Miscellaneous Music (2015) by Durwynne Hsieh
Durwynne Hsieh received an eclectic mix of music education while coursing his way through science degrees and careers at MIT, UC Berkeley, and Los Medanos College. He studied composition with Elinor Armer and cello with Luis Garcia-Renart and Colin Hampton. He holds a Ph.D. in molecular biology and has worked as a college biology teacher and a technical writer. His musical compositions have been heard throughout Northern California, across the U.S., and in Europe, and they cover the range from solo works to chamber music to orchestra and vocal music. He has been commissioned by the Toledo Symphony, Tassajara Symphony, San José Chamber Orchestra, Marin Symphony, Sonnet Ensemble, and the Mendocino, West Marin, and Music in the Mountains music festivals. His chamber music piece Broken Dances was one of three western region semi-finalists in the nationwide 2012 Rápido Composition Contest and was later premiered by the Left Coast Chamber Ensemble. Other works include two ballets, Prisms and Legacy, both commissioned by Benicia Ballet Theatre.
Black Cedar commissioned Durwynne to write Miscellaneous Music in 2015, and it is a collection of three contrasting pieces. Möbius Movement, is named after the famous Möbius strip, which is a geometric construct that has only one continuous surface. Introverted Interlude is a slow, musical portrait of an introvert. Five Fun Facts is a collage that incorporates disparate elements for the sole purpose of having a good time.
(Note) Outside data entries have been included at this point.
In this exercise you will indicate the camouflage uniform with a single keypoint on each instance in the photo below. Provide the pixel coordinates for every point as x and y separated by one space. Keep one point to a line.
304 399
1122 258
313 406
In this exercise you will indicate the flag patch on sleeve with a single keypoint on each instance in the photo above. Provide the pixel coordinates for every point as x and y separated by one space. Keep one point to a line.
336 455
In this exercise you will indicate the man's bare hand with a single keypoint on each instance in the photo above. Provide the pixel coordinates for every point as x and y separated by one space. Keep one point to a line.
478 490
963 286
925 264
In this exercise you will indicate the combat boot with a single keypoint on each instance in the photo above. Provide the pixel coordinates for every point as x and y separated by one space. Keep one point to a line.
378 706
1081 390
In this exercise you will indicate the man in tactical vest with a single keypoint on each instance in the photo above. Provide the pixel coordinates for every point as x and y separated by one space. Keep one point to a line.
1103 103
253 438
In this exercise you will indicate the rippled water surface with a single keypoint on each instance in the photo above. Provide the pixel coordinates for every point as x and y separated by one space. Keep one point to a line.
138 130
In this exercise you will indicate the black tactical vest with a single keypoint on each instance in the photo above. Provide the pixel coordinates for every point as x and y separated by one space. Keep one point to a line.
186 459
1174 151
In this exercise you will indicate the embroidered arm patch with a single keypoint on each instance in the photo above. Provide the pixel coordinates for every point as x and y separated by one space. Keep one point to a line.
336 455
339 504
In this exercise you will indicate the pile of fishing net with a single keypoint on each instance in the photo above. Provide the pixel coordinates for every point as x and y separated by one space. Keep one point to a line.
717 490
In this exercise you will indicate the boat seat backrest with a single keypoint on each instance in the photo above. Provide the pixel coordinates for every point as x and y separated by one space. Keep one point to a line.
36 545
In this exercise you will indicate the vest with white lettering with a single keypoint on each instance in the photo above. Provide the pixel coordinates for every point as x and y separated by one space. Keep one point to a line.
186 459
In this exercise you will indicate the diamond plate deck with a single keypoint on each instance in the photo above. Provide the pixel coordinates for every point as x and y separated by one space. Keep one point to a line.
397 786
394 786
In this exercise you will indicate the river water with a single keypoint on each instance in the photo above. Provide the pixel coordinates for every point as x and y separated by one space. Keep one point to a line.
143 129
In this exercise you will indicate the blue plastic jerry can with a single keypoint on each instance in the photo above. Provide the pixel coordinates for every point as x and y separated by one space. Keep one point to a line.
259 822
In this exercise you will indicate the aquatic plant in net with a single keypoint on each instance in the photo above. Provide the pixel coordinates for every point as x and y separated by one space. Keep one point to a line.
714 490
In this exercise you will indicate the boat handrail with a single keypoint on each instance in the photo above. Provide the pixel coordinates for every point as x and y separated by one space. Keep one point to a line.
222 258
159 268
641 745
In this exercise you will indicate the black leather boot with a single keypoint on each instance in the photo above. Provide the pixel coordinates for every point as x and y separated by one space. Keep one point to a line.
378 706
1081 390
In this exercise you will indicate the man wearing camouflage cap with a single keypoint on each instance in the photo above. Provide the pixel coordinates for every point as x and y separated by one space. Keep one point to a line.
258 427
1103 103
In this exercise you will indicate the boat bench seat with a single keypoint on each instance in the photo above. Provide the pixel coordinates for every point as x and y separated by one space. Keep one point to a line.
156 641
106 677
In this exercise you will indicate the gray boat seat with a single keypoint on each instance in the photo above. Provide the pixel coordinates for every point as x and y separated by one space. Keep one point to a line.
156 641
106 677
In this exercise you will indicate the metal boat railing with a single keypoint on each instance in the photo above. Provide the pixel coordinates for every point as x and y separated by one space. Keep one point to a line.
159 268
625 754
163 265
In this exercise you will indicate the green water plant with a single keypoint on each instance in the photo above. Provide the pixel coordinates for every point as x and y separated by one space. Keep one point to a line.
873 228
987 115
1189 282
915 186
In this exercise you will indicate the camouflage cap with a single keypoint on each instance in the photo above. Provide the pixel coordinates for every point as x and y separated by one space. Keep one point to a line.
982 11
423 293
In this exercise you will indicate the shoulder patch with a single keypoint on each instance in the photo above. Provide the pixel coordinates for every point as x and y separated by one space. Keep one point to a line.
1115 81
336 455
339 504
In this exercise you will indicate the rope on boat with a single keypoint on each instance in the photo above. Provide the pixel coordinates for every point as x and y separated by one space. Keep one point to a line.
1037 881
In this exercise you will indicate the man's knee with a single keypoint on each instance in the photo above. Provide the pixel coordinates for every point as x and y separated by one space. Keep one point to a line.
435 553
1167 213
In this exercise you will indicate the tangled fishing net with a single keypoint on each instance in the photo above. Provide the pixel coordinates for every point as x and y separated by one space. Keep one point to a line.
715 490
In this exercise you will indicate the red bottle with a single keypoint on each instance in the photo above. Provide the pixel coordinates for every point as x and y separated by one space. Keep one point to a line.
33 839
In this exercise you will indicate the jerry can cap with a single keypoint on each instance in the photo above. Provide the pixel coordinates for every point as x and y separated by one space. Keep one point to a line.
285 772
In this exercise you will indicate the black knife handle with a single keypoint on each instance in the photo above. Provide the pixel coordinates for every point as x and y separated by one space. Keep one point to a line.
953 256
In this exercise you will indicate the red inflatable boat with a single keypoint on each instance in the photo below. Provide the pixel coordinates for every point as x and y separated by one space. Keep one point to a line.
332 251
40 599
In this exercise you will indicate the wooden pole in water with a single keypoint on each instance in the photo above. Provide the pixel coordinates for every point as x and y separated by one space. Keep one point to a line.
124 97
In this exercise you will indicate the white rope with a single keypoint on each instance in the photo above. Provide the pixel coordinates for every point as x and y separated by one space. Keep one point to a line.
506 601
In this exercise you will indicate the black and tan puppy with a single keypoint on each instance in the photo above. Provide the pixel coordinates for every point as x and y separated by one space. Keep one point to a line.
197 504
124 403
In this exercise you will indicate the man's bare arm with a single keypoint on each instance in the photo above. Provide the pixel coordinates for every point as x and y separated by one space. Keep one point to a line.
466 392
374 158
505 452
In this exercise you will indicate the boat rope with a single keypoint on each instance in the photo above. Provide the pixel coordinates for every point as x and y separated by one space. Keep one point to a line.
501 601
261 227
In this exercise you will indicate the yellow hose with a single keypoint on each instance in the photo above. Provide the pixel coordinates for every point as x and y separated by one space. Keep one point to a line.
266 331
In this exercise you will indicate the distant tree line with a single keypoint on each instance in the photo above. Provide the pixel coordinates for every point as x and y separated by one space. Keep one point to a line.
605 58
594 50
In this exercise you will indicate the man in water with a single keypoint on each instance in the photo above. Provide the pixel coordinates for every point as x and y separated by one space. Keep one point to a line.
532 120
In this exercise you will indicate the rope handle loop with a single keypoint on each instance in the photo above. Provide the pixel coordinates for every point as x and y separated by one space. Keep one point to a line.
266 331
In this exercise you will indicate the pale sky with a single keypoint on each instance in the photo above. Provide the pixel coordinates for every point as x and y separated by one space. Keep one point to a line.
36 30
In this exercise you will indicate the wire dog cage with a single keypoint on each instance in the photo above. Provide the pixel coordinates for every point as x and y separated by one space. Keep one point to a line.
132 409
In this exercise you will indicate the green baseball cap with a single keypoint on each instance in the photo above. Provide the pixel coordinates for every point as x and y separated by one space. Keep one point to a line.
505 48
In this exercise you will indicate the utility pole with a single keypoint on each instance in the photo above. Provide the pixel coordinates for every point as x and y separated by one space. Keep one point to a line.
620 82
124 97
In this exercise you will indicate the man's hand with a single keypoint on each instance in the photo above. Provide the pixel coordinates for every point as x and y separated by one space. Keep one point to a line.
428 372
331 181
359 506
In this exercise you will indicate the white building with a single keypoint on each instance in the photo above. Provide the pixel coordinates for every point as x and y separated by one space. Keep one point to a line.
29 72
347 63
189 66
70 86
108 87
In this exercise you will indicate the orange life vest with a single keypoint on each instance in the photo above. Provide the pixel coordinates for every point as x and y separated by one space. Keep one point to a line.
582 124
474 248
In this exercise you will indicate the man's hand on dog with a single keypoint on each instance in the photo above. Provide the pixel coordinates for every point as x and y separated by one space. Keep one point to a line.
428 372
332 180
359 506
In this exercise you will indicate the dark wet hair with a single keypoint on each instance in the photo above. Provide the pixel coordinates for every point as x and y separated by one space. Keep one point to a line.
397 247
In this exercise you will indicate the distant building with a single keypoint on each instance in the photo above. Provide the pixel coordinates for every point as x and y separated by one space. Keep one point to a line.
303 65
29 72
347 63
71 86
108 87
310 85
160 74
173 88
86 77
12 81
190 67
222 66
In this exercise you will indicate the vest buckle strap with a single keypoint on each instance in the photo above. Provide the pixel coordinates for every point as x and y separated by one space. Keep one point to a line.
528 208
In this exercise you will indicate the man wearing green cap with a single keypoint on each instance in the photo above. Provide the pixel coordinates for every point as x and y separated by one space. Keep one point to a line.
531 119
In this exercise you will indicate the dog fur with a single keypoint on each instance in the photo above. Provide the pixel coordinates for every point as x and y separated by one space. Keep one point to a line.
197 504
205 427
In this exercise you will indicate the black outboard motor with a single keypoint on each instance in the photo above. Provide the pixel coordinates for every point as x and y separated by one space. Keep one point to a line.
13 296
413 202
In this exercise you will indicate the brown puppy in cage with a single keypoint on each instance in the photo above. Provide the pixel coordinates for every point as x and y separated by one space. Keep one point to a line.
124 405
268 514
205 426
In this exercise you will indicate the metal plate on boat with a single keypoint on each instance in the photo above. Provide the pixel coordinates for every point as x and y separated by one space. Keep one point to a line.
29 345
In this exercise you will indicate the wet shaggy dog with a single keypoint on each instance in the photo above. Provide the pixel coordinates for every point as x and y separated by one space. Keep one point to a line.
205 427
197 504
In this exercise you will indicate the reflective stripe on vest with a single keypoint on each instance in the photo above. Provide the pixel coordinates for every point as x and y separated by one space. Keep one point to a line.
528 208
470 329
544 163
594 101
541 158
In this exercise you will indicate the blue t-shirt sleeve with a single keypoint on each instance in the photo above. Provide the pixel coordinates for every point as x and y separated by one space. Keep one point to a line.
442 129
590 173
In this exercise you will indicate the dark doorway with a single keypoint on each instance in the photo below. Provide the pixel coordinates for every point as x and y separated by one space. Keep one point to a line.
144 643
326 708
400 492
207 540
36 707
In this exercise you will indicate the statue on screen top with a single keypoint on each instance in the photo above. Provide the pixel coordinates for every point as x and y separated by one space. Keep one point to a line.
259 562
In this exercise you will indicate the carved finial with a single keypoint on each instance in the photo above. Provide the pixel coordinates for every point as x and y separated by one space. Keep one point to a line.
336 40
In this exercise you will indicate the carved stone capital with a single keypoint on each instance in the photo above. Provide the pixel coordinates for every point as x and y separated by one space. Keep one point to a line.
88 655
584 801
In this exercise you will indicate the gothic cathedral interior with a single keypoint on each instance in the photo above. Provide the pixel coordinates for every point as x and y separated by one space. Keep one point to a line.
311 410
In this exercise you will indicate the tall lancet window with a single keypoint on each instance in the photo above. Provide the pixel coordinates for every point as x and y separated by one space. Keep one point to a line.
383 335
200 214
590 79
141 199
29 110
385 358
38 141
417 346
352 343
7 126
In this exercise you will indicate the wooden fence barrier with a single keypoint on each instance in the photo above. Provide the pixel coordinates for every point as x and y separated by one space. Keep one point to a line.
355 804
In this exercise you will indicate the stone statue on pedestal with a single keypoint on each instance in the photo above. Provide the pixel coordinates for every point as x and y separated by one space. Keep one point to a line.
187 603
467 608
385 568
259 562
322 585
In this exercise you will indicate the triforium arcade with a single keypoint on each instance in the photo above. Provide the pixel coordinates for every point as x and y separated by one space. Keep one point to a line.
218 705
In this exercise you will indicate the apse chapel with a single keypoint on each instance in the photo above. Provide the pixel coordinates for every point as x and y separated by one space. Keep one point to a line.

Of Emblems (2014) by Garrett Shatzer
Garrett Shatzer’s music has been performed by the Mobius Trio, the Erato Piano Trio, the Finisterra Piano Trio, the EOS Duo, the Lyris Quartet, Meridian Arts, the Empyrean Ensemble, Luna Nova, and the Citywater Ensemble. Notable commissions include a song cycle for soprano Mireille Asselin and the Reverb Brass Quintet, a song cycle for soprano Ann Moss and the Hausmann String Quartet, and a song cycle for tenor Charles Blandy and Grammy-nominated soprano Tony Arnold. Garrett holds degrees from the University of Michigan, the University of Miami, and UC Davis.